The issue ratings on Morocco's senior unsecured foreign and local currency bonds were also affirmed at BBB- and BBB respectively.
The ratings affirmation reflects its resilience during the years of transition following the ‘Arab Spring’ in early 2011, Fitch underscored. GDP growth has also remained strong despite a challenging external and domestic environment. Fitch noted that accommodative public policies have boosted government and external debt ratios but the trend will unwind, supported by both the political drive to implement reforms and a gradual recovery in the euro zone.
Morocco’s central government and the current account shrank by 2 pps in 2013 to 5.4% and 7.5% of GDP respectively, Fitch estimated. This was due to reforms on energy subsidies, strong performance of new export industries and lower oil prices. The twin deficits will gradually narrow as reforms continue and the external environment improves, according to Fitch.
The ratings agency also tackled Morocco’s public debt dynamics, saying that on a general government consolidated basis, public debt peaked to 46.6% of GDP in 2013 (versus 40% for the BBB median). But the ratio should stabilise at this level in 2014 before declining thereafter.
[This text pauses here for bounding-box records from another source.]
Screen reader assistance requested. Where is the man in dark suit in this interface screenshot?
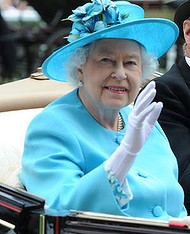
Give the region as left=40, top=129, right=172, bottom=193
left=152, top=0, right=190, bottom=215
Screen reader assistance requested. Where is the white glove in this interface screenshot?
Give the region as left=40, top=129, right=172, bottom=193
left=105, top=81, right=163, bottom=184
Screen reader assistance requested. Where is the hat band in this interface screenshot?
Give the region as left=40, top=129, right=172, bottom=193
left=67, top=0, right=129, bottom=42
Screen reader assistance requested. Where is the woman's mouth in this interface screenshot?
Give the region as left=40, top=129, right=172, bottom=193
left=105, top=86, right=127, bottom=94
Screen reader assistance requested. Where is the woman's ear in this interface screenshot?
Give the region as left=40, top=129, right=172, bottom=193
left=183, top=19, right=190, bottom=46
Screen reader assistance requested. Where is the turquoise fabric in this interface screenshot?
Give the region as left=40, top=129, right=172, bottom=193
left=20, top=89, right=186, bottom=220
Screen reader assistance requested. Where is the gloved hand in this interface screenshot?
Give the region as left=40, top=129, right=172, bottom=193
left=105, top=81, right=163, bottom=184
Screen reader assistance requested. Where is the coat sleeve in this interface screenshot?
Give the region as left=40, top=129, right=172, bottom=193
left=21, top=110, right=127, bottom=215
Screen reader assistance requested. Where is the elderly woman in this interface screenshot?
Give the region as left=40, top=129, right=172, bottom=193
left=21, top=0, right=186, bottom=220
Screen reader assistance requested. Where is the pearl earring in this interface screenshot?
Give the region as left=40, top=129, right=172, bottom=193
left=79, top=80, right=83, bottom=87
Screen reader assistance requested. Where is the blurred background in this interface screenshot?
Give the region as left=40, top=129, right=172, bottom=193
left=0, top=0, right=183, bottom=84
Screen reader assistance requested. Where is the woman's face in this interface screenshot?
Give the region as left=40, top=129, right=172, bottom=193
left=78, top=39, right=142, bottom=109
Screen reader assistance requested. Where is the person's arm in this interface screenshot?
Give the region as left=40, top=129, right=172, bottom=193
left=105, top=81, right=163, bottom=185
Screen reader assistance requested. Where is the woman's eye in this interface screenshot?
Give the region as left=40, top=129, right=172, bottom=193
left=126, top=60, right=137, bottom=65
left=100, top=58, right=112, bottom=63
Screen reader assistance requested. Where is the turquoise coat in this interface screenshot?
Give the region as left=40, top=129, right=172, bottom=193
left=20, top=89, right=186, bottom=220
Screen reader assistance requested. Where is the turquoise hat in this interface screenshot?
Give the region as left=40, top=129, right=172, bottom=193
left=42, top=0, right=179, bottom=81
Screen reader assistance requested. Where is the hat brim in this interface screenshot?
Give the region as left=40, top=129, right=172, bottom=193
left=42, top=18, right=179, bottom=81
left=174, top=1, right=190, bottom=38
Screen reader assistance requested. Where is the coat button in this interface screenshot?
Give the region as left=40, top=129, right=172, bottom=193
left=138, top=171, right=148, bottom=178
left=153, top=206, right=163, bottom=217
left=115, top=136, right=123, bottom=145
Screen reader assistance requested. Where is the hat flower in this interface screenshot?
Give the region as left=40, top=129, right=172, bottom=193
left=67, top=0, right=128, bottom=42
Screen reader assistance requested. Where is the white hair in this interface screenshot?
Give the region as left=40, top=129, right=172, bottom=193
left=65, top=42, right=158, bottom=87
The main risks to Morocco’s debt dynamics are slower-than-expected fiscal consolidation and GDP growth.
Fitch was also upbeat on the GDP growth that quickened to 4.8% in 2013 from 2.7% a year earlier on a weather-related sharp rebound in agricultural output (+20%) despite a slowdown in non-agricultural output (to 3.1% in 2013 from 4.5% in 2012).
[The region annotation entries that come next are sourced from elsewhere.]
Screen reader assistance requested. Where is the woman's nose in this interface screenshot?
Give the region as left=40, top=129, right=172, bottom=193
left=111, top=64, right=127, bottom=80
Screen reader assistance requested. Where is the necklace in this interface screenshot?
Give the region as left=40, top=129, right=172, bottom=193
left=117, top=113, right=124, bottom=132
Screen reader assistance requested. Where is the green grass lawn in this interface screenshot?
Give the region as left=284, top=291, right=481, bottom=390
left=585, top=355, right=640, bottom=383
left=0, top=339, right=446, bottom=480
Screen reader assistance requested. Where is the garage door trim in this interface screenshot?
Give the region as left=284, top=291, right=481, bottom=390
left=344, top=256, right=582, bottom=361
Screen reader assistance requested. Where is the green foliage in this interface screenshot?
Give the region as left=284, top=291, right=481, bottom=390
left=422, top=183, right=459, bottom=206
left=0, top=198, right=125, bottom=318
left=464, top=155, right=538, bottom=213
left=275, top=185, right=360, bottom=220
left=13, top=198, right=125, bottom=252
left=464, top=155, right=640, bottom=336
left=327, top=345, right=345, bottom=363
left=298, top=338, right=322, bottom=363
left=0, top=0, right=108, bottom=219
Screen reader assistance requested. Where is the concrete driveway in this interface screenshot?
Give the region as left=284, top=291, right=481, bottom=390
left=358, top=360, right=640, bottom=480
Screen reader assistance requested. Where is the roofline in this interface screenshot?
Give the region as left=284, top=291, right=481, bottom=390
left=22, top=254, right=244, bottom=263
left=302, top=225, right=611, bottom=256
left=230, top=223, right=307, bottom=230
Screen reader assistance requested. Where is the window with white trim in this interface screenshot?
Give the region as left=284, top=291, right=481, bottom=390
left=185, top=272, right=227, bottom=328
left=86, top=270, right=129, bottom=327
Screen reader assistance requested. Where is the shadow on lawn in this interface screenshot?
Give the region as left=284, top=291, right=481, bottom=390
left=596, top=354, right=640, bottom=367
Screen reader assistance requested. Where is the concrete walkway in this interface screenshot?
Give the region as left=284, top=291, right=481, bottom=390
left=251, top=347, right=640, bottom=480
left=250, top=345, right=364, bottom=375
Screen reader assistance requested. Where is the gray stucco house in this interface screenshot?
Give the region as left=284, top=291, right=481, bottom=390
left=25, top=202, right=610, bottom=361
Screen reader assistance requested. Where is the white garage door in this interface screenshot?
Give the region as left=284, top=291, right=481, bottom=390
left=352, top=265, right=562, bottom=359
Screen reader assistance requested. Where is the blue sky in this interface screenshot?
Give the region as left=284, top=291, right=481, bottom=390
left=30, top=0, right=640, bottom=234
GDP growth will remain above 4% in the medium term as the non-agricultural sector strengthens on expected stronger European demand (Europe accounts for 60% of current account receipts (CXR), 80% of foreign tourists and remittances and 50% of exports) and domestic demand, Fitch forecasts.
The new coalition government will push forward with reforms and budget tightening in line with the recent announcement of further cuts in energy subsidies, Fitch noted. The IMF programme, started in August 2012, has provided not only a precautionary credit line (USD 6.2bn) but also a strong anchor for reform, Fitch underscored. Potential continuing IMF involvement after the current programme ends in August 2014 should support the reform agenda, Fitch added.
Morocco’s stable ratings outlook reflects Fitch's assessment that upside and downside risks to the ratings are
currently well balanced. The outlook is underpinned by a substantive narrowing in Morocco's twin deficits that materially reduces the vulnerability of the economy to shocks and improvements in social indicators (youth unemployment, poverty) amid entrenched political stability.
The outlook, however, is dented by insufficient fiscal consolidation to narrow the budget deficit, a weakening economic performance and sharply rising net external debt in the face of external shocks. The latter include weaker-than-expected euro zone performance or higher-than-expected oil prices. Social instability could also constrain the political scope for reform in Morocco, Fitch said.